Compromise has arguably been the most popular word in Turkey since the June 7 parliamentary elections, as the vast majority of political commentators assert that the electorate has urged the major parties to find a middle ground. While the question of how and on what politicians should reach a compromise remains conveniently unanswered, talking heads have full confidence in their conclusions.
It goes without saying that compromise requires two or more parties to make concessions for the purpose of ensuring a mutually acceptable outcome. For some reason though, pundits do not seem too interested in acknowledging this basic rule of compromise. Instead, they implicitly posit that the Justice and Development Party (AK Party) alone participated in the elections and, by extension, is the sole intended recipient of the electorate's message. Before discussing the idea of compromise, the experts' favorite phrase, in greater detail, is that it is necessary to go back to basics and take a look at cold, hard facts:
1. Compromise requires cooperation from multiple political parties. There is, as such, no point in talking about the AK Party alone when engaging in political analysis.
2. Compromise is the outcome of negotiations. At some point, opposition leaders will have to stop telling people why they will never shake hands with the AK Party and start working on finding a middle ground.
3. As interesting as the opposition's eagerness to simultaneously put AK Party leaders on trial and work with them might seem, the country deserves better than a teenage love-hate relationship.
4. Expecting a coalition government imposed by the electoral system and the most recent allocation of seats in Parliament to address all pressing problems is inherently anti-political. Furthering this agenda will lead the country nowhere except the Old Turkey.
5. Always remember that a coalition government will be formed in Turkey, not in the surreal world that political analysts mocking the AK Party, which received as many votes as the next two parties combined, have invented for themselves.

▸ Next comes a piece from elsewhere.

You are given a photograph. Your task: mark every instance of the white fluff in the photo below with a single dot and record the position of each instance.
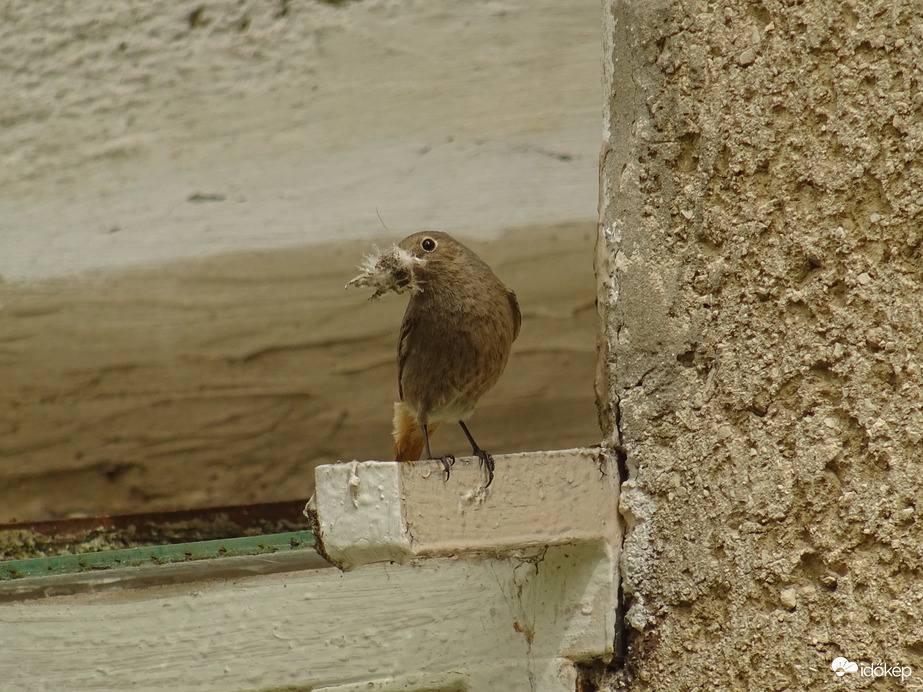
(391, 270)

Keeping the above facts in mind, taking compromise out of context to attribute some messianic meaning to the concept hardly helps anyone. Furthermore, if opposition parties are misled into thinking that they might corner the AK Party under the pretext of pursuing a compromise, they will grow accustomed to the following situation the hard way. The AK Party's 258 representatives reflect the average citizen in terms of their hometowns, political views and financial means. The remaining 292 seats, in turn, are filled by a heterogeneous group with geographic, social and economic differences. In other words, Parliament pits an organic whole comprised of 258 deputies against 292 individuals whose solidarity merely amounts to a hypothetical montage.
When it comes to compromise there is absolutely no doubt about the opposition's track record over the past 13 years when they did not hesitate to hurt national interests instead of showing solidarity with the people. Considering the position they assumed with regard to the 2010 constitutional referendum, the Kurdish reconciliation process, foreign policy and major public projects, opposition leaders have nothing to show for their interest in compromise.
The AK Party leadership has already announced that they will pursue a solution in light of the election results and the future course of coalition talks depends on whether or not the opposition will manage to act seriously. To stop pretending that 292 opposition deputies represent a single bloc would be a great place to start. While acting like 24 percent of the electorate translates into 60 percent of seats must be really comforting, but such surrealism will make it impossible for politicians to think about the country's problems, let alone tackle them. If opposition leaders and political commentators want compromise, they should do themselves a favor and stop fighting the facts.